As he was brutalized that day 20 years prior, Rustin had teeth in his mouth cracked and knocked out. From then on, he wore that injury as a personal symbol of the fight for equality and the pursuit of justice. In the film, now streaming on Netflix, we see the gap on the right side of Rustin’s smile from the earliest scenes.

That physical flaw was important for star Colman Domingo, a Golden Globe, Critics Choice Award, BAFTA and Screen Actors Guild nominee for his magnetic performance.

“I want to make sure that when Bayard smiled, he smiled really big and wide,” Domingo told TheWrap the afternoon of the SAG nominations announcement. “He wore his scars, he didn’t hide them. I wanted to make such that was part of the character.”

But in order to convincingly illustrate Rustin’s missing teeth onscreen, some craftsmanship from the makeup department and the visual effects team needed to be employed.

“I had this prosthetic that I had to put in an hour-and-a-half or two hours before I went to set every day, so I could work with the prosthetic in my mouth,” Domingo said. “Which was a challenge because I had to speak with alacrity and Bayard was always cheerfully ready to spar, verbally.”

The prosthetic fitted along the top of Domingo’s upper teeth. It was coated with black matte paint, which erased part of his tooth line on the side. The crew also experimented with a green-screen prosthetic, which would assist the visual effects team to blank out the teeth.

But when they got into production, Domingo says the green screen option “was going to be too distracting for my fellow actors, so we put that away and kept the black matte one.” That combined with a “a little bit of CGI” in post-production brought the final effect to life.

“There are times in the film when I could see my tongue through the gap in my teeth,” Domingo said. “It’s amazing.”

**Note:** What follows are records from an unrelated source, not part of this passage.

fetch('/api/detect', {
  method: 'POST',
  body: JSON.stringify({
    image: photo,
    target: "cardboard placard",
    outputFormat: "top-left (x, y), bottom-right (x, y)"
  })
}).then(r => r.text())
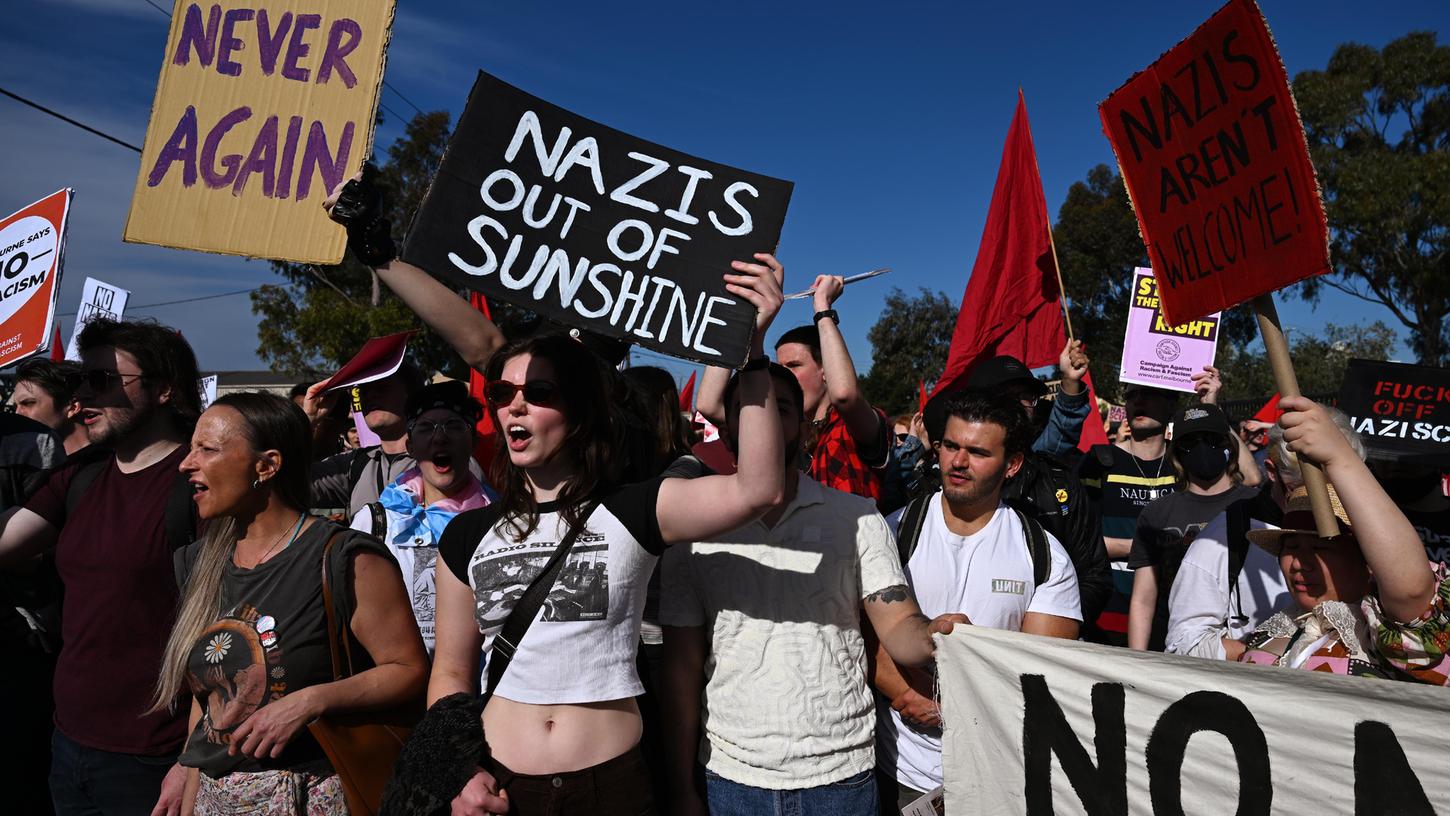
top-left (65, 277), bottom-right (132, 361)
top-left (1098, 0), bottom-right (1330, 326)
top-left (1338, 358), bottom-right (1450, 466)
top-left (0, 189), bottom-right (72, 369)
top-left (401, 71), bottom-right (794, 368)
top-left (125, 0), bottom-right (395, 263)
top-left (1119, 267), bottom-right (1221, 393)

Rustin’s smile is a crucial character trait, and Domingo is grateful that it comes across so authentically in the film. Because, as the Emmy-winning (“Euphoria”) and Tony-nominated (“The Scottsboro Boys”) actor said with a laugh, “I can get pretty close and stay in character, but I’m not that much of a Method actor.”

Also important to Domingo was his body language and his voice in the performance as Rustin, each of which he based on exhaustive research.

“I wanted to make sure that his body language changed,” he said. “Like when he’s in a room with the NAACP and he’s trying to conform, you can see he’s uncomfortable with his arms in his suit. But then there are other scenes, when he’s with all his young people and he’s flinging his arms open wide like a ballet dancer, because he’s really in his element.”

He added, “No one ever thinks that anyone who was doing work for civil rights had a sense of humor. But, I mean, Bayard loved to have a cocktail, he loved to dance. He had such wit and charisma and was a sexual being.”

In regard to his voice, Domingo said, “He had a mid-Atlantic accent, of sorts, which I was told, by people who knew him, that he created himself. And I thought it was a fascinating part of his character, someone who creates their own dialect. There are times when he sounds like Katharine Hepburn, or sometimes it’s a bit more British. That let me understand who he was even more.”

At the SAG Awards this year, Domingo was also nominated in the Best Cast category for his role as the antagonistic Mister in “The Color Purple,” which he filmed immediately after “Rustin.”

“I’m so proud of that,” he said. “I’ve been standing in the middle of these two profound films. They are really about moving the needle of humanity in some way. I think they’re legacy films, honestly. It feels great, man.”